When you exercise, your core body temperature rises from the work your muscles are doing. Blood is diverted to the skin (and you go a bit red) where body heat can be radiated away. Sweating helps this process by removing heat as it evaporates from your skin. If the ambient temperature and humidity is high, then the blood cooling process is slowed, sweat evaporates slower, and it becomes harder to the body to regulate it's core temperature. Also, while the blood is being cooled in the skin, it's not feeding vital oxygen to the muscles that you are working, meaning you will fatigue much faster. Counter this by working harder in shorter bursts, and take frequent breaks to allow your body to cool while you grab a drink.

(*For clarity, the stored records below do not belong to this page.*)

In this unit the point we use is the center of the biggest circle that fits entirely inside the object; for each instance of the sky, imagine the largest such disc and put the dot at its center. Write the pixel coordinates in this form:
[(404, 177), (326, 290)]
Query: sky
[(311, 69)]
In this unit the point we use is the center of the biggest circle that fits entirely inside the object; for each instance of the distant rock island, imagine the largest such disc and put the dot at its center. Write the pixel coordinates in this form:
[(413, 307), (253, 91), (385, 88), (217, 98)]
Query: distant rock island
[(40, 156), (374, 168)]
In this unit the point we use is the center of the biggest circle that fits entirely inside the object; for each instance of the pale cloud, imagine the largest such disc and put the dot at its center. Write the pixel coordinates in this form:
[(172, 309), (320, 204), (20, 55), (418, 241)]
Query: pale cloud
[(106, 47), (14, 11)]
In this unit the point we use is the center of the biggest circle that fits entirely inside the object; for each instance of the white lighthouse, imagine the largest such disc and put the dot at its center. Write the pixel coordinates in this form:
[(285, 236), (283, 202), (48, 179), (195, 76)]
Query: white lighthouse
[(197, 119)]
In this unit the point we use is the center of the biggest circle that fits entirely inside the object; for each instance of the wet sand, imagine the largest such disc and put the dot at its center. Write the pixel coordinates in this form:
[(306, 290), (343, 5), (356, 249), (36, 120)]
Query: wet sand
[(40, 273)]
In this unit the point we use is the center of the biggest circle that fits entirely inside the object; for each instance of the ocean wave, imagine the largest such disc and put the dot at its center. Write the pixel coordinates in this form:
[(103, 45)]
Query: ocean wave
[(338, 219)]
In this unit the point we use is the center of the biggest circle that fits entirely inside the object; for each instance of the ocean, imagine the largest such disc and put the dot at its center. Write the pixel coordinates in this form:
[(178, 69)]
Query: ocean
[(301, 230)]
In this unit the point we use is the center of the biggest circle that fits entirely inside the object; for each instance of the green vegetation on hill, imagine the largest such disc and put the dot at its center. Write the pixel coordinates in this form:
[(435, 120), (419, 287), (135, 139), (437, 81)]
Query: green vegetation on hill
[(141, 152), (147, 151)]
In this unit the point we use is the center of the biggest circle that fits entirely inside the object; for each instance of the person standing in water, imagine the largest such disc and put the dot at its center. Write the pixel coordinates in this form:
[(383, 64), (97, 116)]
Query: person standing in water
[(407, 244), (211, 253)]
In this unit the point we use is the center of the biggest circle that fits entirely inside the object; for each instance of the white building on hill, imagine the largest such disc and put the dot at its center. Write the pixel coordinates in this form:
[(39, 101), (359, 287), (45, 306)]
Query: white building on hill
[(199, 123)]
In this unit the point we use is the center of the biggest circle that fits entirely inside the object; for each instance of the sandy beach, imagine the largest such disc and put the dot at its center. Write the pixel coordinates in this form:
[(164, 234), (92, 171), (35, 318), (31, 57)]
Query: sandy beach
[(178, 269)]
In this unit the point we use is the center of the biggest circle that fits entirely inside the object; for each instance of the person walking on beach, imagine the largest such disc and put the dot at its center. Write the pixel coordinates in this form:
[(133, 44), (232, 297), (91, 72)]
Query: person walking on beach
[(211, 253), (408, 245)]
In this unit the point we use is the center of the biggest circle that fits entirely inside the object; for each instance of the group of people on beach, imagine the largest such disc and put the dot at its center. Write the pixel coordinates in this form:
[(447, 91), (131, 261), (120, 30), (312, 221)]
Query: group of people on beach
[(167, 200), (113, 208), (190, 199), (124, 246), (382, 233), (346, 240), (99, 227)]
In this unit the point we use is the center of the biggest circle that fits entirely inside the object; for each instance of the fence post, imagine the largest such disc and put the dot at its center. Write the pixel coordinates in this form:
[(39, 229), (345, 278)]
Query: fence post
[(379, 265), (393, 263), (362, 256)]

The average person will sweat between 0.8 & 1.4 litres during an hour of exercise, that's about 1 ½ to 2 ½ pints in old money. You know that 500ml water bottle you have in your kit bag? In hot weather it's not going to be enough. As your body loses fluid, your blood volume decreases and it is able to carry less oxygen to your muscles, and when some of your blood is already going to the skin to regulate body heat, your muscles will start to ache and cramp up much faster if you are dehydrated. Make sure you drink plenty of water throughout the day and especially in the hour before you exercise so that you begin your workout well hydrated, and replace lost during your training fluid by taking regular drink breaks.
Through sweating you not only lose fluid but also electrolytes. Electrolytes are nutrients that carry electrical signals around the body, regulating heartbeat, triggering muscle contraction and transmission of nerve impulses amongst other things. An electrolyte deficiency in the body can slow your reactions, and cause nausea and muscle cramping. Don't believe the marketing hype of sugary 'ade' sports drinks, water is best for keeping you hydrated, and a healthy diet best for replacing nutrients.
Listen to your Body
If at any time during your training you feel nauseated, light headed, dizzy, cramping, or have an irregular/weak/unusually high heart beat, STOP.
There are no medals for putting yourself in hospital, and no-one will think you're a hero for collapsing in the middle of a training session. Take a break, lower your body temperature, take on fluids, fuel yourself correctly and get back to it when you are ready.